“Alas, alack!” he sighed, and then: “'T is so many months. And may I never speak with thee? How shall I do thy bidding, and learn the King his lesson, if I learn it not first from thee?”
She stayed by the window looking down, but always she was silent, and she held her finger fixed at her lip.
“I am at Westminster to hear Mass,—I cannot tell when 't shall be,—but I 'll come as often as I may. Dost never come to Westminster? Dost never come? Oh, say—wilt thou? Do but move thy lovely head, that I may know.”

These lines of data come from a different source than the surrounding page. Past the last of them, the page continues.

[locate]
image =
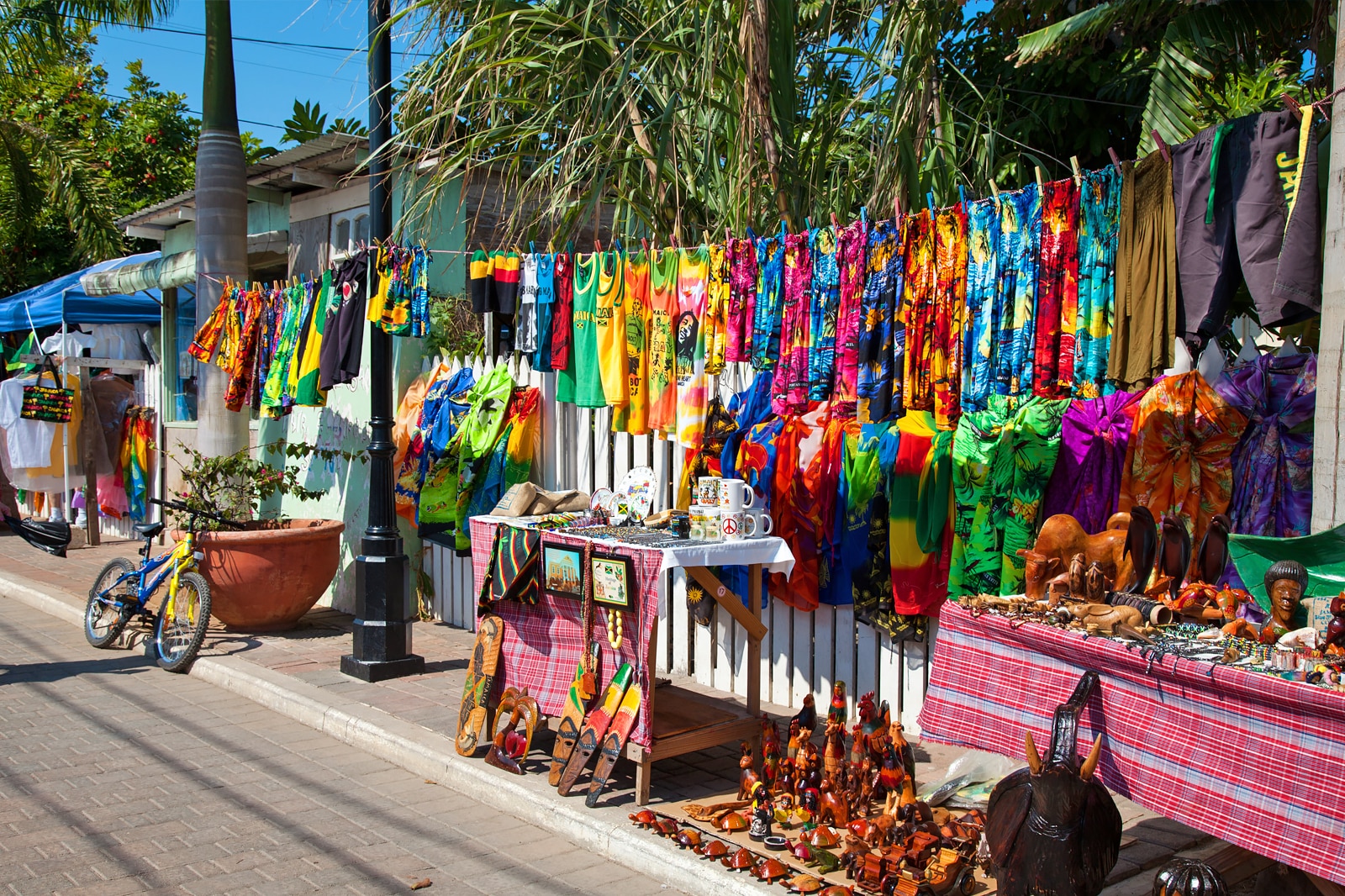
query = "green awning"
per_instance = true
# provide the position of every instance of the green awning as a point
(161, 273)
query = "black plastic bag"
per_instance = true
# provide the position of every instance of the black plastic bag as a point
(46, 535)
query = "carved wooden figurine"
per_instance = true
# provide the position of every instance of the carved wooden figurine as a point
(1286, 580)
(746, 777)
(1052, 829)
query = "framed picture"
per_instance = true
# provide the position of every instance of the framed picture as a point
(562, 571)
(614, 582)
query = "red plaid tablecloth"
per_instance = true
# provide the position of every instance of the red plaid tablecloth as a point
(1253, 759)
(542, 643)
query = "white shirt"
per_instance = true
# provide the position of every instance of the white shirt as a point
(525, 323)
(29, 441)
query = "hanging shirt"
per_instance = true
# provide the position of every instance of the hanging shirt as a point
(582, 382)
(562, 319)
(662, 373)
(609, 324)
(791, 377)
(541, 358)
(525, 324)
(822, 318)
(743, 269)
(634, 416)
(689, 343)
(716, 311)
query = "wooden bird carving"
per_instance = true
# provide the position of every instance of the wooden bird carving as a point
(1141, 546)
(1052, 829)
(1174, 553)
(1212, 557)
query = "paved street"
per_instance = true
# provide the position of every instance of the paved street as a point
(119, 777)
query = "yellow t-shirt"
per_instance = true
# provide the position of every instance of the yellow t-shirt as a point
(609, 316)
(634, 416)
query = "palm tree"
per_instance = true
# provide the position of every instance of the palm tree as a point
(678, 116)
(37, 168)
(1196, 46)
(221, 224)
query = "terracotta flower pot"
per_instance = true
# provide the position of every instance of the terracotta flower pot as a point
(268, 576)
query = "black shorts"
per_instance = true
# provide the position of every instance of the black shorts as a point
(1257, 175)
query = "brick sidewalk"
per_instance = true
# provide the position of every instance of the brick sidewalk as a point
(313, 651)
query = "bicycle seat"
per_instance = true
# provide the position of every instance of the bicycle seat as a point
(148, 530)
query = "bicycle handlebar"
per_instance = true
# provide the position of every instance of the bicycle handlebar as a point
(178, 505)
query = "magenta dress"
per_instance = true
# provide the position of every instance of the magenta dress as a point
(1094, 435)
(1273, 463)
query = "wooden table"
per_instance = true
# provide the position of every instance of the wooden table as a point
(686, 721)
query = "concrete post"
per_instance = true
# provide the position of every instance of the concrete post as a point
(1329, 441)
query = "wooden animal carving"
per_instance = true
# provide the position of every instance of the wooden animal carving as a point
(1052, 829)
(1141, 548)
(1174, 553)
(1212, 557)
(746, 777)
(1062, 537)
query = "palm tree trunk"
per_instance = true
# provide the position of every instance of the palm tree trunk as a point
(221, 225)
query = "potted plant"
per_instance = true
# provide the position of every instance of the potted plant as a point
(272, 571)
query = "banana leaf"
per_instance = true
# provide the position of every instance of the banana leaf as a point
(1322, 553)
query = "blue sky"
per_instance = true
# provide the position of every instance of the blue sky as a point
(269, 78)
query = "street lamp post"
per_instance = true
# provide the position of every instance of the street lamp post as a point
(382, 633)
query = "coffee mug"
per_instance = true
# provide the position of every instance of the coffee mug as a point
(735, 495)
(712, 524)
(757, 524)
(697, 528)
(708, 490)
(732, 524)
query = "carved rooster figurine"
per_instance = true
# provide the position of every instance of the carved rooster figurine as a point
(833, 750)
(838, 709)
(807, 719)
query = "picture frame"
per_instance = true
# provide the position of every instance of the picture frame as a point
(614, 582)
(562, 571)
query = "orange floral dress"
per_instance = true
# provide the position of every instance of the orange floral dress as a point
(1180, 454)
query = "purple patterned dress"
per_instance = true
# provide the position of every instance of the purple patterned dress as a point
(1273, 465)
(1094, 435)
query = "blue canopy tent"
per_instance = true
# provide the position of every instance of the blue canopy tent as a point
(65, 302)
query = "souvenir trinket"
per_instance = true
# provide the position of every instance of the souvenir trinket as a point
(741, 860)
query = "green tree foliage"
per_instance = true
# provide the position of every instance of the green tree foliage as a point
(309, 121)
(690, 114)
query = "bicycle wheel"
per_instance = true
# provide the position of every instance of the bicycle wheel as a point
(182, 623)
(104, 619)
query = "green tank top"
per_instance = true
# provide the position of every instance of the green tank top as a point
(582, 382)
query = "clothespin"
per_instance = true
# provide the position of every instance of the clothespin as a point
(1291, 105)
(1163, 147)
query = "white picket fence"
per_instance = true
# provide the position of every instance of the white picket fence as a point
(802, 653)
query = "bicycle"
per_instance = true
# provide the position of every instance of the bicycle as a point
(123, 589)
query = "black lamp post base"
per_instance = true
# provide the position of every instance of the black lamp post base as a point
(382, 670)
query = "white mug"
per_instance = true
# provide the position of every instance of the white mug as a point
(757, 524)
(732, 525)
(735, 495)
(712, 522)
(708, 490)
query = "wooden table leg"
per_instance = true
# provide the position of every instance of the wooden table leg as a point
(755, 643)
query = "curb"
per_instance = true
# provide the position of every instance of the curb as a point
(432, 756)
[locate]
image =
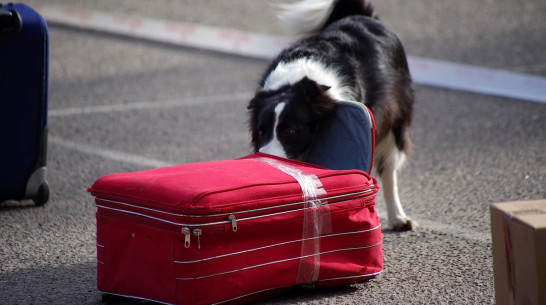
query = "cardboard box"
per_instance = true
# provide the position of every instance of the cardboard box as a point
(518, 232)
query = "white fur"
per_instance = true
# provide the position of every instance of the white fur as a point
(394, 160)
(305, 16)
(289, 73)
(274, 147)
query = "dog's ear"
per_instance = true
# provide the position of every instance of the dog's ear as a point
(317, 96)
(255, 101)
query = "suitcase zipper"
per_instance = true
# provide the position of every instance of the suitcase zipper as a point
(233, 222)
(186, 231)
(198, 232)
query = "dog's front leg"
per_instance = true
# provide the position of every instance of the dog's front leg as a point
(388, 160)
(398, 220)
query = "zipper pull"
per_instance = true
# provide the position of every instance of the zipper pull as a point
(186, 232)
(233, 222)
(198, 232)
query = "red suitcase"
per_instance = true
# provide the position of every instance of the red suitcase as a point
(232, 230)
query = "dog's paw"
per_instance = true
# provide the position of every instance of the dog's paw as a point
(403, 224)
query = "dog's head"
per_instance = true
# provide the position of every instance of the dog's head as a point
(283, 121)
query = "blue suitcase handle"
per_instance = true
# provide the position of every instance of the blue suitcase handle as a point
(10, 23)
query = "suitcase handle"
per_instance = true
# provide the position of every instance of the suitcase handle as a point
(10, 23)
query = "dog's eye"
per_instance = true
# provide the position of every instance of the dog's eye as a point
(288, 132)
(261, 131)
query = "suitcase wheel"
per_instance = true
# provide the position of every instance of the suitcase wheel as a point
(112, 299)
(43, 194)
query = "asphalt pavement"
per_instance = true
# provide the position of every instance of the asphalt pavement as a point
(121, 104)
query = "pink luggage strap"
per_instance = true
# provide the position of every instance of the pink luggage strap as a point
(316, 219)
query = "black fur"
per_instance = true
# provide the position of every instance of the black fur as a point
(369, 59)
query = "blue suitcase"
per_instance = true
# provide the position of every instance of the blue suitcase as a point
(345, 140)
(24, 52)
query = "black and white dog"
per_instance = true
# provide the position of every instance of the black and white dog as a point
(348, 55)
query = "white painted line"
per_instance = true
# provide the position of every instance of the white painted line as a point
(184, 34)
(202, 100)
(424, 71)
(110, 154)
(477, 79)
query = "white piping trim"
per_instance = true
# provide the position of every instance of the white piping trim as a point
(217, 222)
(274, 245)
(240, 212)
(276, 262)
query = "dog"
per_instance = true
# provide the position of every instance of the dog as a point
(347, 54)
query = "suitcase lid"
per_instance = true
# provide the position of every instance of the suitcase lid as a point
(252, 182)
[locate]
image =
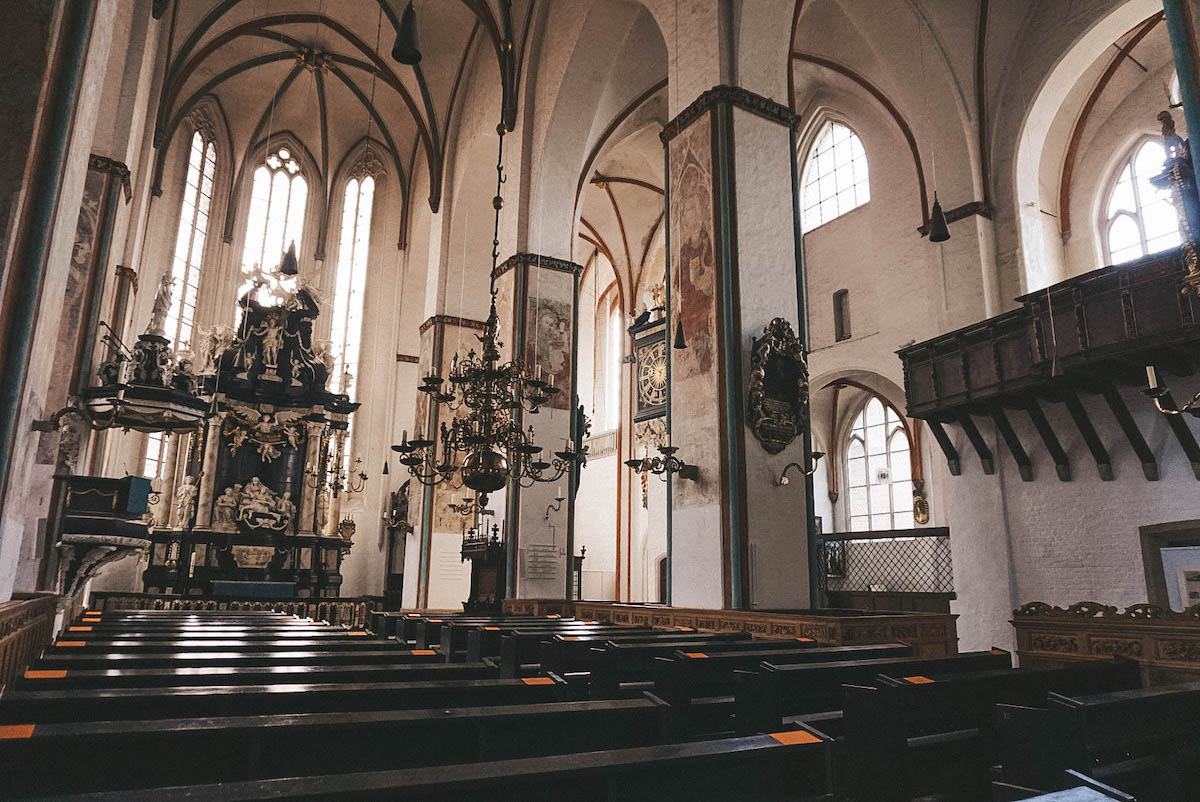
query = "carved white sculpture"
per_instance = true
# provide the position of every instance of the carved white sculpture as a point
(184, 500)
(256, 497)
(226, 508)
(322, 510)
(161, 306)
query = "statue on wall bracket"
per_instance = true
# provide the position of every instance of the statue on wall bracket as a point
(779, 387)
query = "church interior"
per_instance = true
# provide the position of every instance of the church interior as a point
(600, 400)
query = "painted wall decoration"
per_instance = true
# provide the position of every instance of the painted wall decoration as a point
(549, 337)
(695, 370)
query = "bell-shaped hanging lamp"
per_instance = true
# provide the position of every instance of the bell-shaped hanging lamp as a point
(679, 343)
(939, 232)
(289, 267)
(406, 51)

So she moved her head, slow, in a way to mean yes; and he rose up off his knees, and unwound the rose garland very carefully, and hung it looped thrice across the door, 'twixt the latch and the rough upper hinge. Then he took up his torch and went his way; and when the watch came past after a short space,—five hundred men and more, all wreathed with posies and singing lustily, making the street light as day,—the squire was one of these. Will Langland awoke with this hubbub, and his wife also, and they two came to the window, nor thought it strange that Calote already stood there looking out.
CHAPTER XII
Sanctuary
HRICE in June Calote went to the Abbey church, and thrice in July, but 't was not till August that she saw the squire.
There was High Mass in the choir that day, and she knelt a little way down the nave, beside a pillar. Immediately without the choir there was a knight kneeling. He was a most devout person; and near by were two servants of his. These were all that were in the church at that time, save and except the monks in their choir stalls, the celebrant and his acolytes at the altar, and Calote,—until the squire came in.
He looked up and down, and Calote lifted her head, for she knew that some one was come in by the north door. The knight also lifted his head, and his two servants half arose from off their knees, as they were watchful and expectant. But then they all three crossed themselves and addressed them again to their devotions. The squire went lightly down the nave to Calote's pillar, and kneeled by Calote's side; and so, shutting his eyes, he made a short prayer. But presently he opened his eyes again and turned his head;—the monks were chanting.